Poliomielite a Gaza: Vaccinazione di massa per prevenire l'epidemia
Articolo Precedente
Articolo Successivo
Redazione Esteri
-
A Gaza è stato rilevato un focolaio di poliomielite, una malattia virale pericolosa e potenzialmente letale che si pensava fosse quasi debellata a livello globale. La ripresa del contagio è stata attribuita alla guerra, all'acqua contaminata e alla mancanza di igiene.
Campagna di vaccinazione
Per contrastare la diffusione della poliomielite, il Ministero della Salute palestinese, in collaborazione con l'Organizzazione Mondiale della Sanità (OMS), l'Unicef, l'Unrwa e altri partner, ha avviato una campagna di vaccinazione. Durante questa iniziativa, verranno somministrate due gocce del nuovo vaccino orale antipolio di tipo 2 (nOPV2) ai bambini sotto i dieci anni.
Logistica e distribuzione
Sono state consegnate a Gaza 1,26 milioni di dosi di vaccino e 500 contenitori per il loro trasporto. La campagna prevede tre o quattro giorni di tregua a rotazione, iniziando dalla parte centrale della Striscia, per poi passare a quella meridionale e infine a quella settentrionale. L'obiettivo è vaccinare oltre 600.000 bambini entro l'11-12 settembre.

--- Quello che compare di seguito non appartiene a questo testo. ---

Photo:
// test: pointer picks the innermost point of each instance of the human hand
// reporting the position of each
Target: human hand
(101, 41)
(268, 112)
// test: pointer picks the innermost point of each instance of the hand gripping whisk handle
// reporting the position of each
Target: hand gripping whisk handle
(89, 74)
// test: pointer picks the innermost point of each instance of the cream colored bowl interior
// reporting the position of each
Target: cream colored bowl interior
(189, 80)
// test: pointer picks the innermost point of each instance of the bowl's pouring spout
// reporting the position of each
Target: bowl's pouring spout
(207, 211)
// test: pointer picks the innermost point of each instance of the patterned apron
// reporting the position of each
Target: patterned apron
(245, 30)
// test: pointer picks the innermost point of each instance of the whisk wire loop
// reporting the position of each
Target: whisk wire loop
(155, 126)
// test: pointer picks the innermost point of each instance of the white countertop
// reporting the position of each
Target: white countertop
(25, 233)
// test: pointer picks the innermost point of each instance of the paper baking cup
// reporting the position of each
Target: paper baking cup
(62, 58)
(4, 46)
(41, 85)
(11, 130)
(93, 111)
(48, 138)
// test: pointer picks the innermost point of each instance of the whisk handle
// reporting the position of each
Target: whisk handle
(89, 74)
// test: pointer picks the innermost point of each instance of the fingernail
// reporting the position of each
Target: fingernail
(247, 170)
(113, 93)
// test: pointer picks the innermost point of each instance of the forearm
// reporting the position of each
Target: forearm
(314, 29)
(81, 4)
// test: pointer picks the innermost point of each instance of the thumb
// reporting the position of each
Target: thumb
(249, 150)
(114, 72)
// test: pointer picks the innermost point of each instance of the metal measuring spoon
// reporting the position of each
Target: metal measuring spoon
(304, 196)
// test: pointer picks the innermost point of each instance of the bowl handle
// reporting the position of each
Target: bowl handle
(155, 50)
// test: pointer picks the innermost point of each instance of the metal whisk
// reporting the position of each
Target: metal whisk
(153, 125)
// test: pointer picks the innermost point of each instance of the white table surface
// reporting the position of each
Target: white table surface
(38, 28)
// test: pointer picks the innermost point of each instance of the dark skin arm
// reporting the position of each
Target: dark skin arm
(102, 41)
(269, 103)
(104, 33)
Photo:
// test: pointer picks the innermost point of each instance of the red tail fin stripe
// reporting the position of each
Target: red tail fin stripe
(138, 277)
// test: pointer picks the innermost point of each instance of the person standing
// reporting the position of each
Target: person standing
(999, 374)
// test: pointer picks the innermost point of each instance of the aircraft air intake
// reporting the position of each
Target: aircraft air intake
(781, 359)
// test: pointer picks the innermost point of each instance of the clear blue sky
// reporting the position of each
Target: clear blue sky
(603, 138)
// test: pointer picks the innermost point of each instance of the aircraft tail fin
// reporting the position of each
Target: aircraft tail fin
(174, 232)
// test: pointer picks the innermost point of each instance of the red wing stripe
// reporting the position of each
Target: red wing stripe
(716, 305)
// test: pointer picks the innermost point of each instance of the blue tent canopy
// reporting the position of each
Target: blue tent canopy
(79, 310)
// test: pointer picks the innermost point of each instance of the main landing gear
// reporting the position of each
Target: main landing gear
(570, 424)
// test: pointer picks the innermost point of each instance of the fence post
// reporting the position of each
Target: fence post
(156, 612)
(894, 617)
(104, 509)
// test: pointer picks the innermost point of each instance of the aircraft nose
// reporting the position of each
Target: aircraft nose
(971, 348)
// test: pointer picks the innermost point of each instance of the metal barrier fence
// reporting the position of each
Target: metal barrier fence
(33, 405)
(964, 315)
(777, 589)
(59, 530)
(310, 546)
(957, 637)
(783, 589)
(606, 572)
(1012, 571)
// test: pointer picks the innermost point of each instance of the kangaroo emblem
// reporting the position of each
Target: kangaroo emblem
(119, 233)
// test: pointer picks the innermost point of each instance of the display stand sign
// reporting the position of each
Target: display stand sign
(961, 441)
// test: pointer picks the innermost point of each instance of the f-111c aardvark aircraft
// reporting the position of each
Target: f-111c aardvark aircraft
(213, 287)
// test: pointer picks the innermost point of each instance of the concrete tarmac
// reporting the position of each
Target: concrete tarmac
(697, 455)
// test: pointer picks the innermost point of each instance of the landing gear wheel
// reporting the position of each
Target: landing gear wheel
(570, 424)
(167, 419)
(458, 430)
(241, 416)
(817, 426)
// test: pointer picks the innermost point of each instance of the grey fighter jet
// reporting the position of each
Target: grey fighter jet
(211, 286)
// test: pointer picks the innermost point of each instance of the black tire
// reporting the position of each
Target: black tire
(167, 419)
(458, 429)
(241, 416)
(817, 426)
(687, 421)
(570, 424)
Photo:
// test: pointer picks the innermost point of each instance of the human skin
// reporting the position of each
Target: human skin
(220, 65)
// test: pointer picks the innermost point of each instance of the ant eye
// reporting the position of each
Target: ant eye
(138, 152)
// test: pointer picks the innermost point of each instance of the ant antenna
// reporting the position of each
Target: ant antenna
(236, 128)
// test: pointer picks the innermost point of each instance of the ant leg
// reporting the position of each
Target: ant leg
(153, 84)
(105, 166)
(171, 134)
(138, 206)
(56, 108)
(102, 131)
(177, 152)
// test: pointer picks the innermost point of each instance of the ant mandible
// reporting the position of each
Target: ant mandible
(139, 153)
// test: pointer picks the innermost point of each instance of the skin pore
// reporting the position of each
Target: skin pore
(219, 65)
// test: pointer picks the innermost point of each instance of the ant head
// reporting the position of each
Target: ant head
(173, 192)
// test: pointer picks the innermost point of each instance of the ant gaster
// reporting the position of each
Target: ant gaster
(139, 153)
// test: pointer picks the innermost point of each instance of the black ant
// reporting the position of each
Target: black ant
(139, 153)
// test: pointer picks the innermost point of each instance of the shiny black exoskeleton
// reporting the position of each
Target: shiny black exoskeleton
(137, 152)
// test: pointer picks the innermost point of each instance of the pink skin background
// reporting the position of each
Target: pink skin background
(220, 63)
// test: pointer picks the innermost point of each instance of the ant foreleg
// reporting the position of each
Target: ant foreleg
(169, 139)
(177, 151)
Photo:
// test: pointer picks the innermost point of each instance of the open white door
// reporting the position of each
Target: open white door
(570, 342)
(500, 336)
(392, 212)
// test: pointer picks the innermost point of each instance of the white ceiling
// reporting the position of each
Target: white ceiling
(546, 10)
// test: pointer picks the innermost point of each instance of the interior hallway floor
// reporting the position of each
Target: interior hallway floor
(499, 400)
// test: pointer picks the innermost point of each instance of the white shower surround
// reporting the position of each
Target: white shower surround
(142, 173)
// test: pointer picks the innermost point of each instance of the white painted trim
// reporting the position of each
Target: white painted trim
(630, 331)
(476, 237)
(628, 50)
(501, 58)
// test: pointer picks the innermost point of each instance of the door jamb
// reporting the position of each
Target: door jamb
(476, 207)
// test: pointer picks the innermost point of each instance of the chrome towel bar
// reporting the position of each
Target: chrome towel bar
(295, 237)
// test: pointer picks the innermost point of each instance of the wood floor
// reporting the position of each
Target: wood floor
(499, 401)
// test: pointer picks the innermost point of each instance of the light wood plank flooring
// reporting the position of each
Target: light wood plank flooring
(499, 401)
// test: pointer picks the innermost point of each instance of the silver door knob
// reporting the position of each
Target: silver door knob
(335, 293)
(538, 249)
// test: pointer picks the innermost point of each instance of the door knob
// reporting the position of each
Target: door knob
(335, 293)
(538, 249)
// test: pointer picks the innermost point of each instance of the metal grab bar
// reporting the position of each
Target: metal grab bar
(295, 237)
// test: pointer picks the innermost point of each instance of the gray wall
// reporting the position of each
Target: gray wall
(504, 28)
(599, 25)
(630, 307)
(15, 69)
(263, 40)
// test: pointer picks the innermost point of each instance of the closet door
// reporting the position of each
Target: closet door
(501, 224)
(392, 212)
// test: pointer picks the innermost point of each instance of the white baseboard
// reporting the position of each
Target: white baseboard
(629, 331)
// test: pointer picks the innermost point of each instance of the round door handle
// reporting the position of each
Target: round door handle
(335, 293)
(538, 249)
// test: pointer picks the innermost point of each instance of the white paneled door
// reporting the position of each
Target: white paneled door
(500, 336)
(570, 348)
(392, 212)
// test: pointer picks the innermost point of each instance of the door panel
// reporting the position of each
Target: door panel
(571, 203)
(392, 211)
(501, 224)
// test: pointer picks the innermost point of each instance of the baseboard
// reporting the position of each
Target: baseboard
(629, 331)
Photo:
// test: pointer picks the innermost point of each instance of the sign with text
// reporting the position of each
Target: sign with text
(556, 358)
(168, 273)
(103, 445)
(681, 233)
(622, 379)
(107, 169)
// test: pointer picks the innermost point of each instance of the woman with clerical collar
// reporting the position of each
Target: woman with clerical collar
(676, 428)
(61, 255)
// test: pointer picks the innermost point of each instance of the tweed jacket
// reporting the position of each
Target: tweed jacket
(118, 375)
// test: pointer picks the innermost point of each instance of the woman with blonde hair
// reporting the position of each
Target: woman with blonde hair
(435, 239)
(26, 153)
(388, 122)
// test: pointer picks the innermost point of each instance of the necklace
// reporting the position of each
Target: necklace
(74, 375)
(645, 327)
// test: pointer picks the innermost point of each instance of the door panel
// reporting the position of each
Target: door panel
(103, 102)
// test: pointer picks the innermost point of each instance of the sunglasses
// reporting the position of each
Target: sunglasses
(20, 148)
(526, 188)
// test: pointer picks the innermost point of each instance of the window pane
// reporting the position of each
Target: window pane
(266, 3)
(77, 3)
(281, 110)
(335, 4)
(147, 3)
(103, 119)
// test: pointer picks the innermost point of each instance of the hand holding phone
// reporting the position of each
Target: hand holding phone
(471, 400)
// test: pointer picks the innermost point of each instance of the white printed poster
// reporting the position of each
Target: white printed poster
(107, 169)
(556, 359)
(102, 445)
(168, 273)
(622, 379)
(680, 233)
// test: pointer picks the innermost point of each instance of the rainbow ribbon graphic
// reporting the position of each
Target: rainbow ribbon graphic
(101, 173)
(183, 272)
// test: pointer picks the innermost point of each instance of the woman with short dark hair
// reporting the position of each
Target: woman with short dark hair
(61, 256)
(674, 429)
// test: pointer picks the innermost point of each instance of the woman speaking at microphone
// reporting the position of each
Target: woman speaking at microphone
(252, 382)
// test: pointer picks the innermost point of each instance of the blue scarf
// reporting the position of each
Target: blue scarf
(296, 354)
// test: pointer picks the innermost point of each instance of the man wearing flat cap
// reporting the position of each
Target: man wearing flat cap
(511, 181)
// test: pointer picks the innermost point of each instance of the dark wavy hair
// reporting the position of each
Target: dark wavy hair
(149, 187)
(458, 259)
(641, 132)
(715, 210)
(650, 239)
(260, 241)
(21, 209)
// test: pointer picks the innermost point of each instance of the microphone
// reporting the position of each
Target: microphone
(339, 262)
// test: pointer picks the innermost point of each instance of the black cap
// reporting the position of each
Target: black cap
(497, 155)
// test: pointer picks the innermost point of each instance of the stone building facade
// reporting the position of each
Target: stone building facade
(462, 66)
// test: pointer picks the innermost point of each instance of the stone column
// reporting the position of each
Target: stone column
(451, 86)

Collaborazione per la salute
La gravità della situazione ha portato persino le forze armate israeliane e i militanti di Hamas a concordare una tregua temporanea per permettere la vaccinazione. Tuttavia, i combattimenti continuano in Cisgiordania, dove recenti attacchi terroristici hanno causato numerose vittime.
Prevenzione e futuro
La campagna di vaccinazione rappresenta un passo cruciale per prevenire un'epidemia di poliomielite a Gaza, dove le condizioni igienico-sanitarie sono peggiorate a causa del conflitto. La speranza è che questa iniziativa possa proteggere i bambini e contribuire a migliorare la situazione sanitaria nella regione.